British Antifascism and the Holocaust, 1945-79 seems to have begun as Cohen’s doctoral dissertation, then expanded. It’s fair to say this is a stellar debut for an emerging scholar, one who has breathed incredible life into a well-considered topic. It is a good sign for what his career has in store for us. Cohen places antifascism within the academic traditions of Holocaust and Genocide Studies, recasts this social movement as an essential protectorate against the mass violence of unhinged nationalism, and highlights its importance for both Jews and Gentiles in a shared struggle for a different future.
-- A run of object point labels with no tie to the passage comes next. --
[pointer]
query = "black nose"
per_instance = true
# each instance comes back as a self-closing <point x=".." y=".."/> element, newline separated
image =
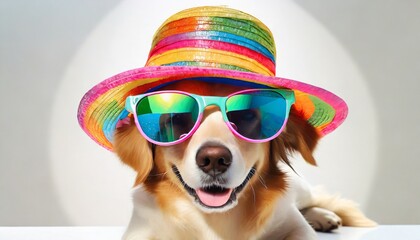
<point x="213" y="159"/>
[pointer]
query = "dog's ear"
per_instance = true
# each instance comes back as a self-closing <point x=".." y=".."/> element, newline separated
<point x="133" y="149"/>
<point x="299" y="136"/>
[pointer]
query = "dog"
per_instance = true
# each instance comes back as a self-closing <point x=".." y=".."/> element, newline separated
<point x="255" y="195"/>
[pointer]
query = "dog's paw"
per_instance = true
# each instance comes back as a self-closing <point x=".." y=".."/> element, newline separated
<point x="321" y="219"/>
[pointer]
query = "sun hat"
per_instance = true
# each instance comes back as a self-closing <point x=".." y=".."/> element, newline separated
<point x="212" y="44"/>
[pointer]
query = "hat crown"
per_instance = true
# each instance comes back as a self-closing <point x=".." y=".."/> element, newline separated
<point x="216" y="37"/>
The best we can do is to pick up where Cohen left off, not only extending his analysis in the 1980s and beyond, but by asking dynamic questions about the role of historical memory in the decisions we make today in the effort to stave off the worst instincts of the far-right.
I would also recommend that if you are interested in learning more about the Anti-Nazi League, the 43 Group, the 62 Group, and other movements featured in this book, pick up David Renton's Never Again: Rock Against Racism and the Anti-Nazi League 1976-1982 and Nigel Copsey's Antifascism in Britain.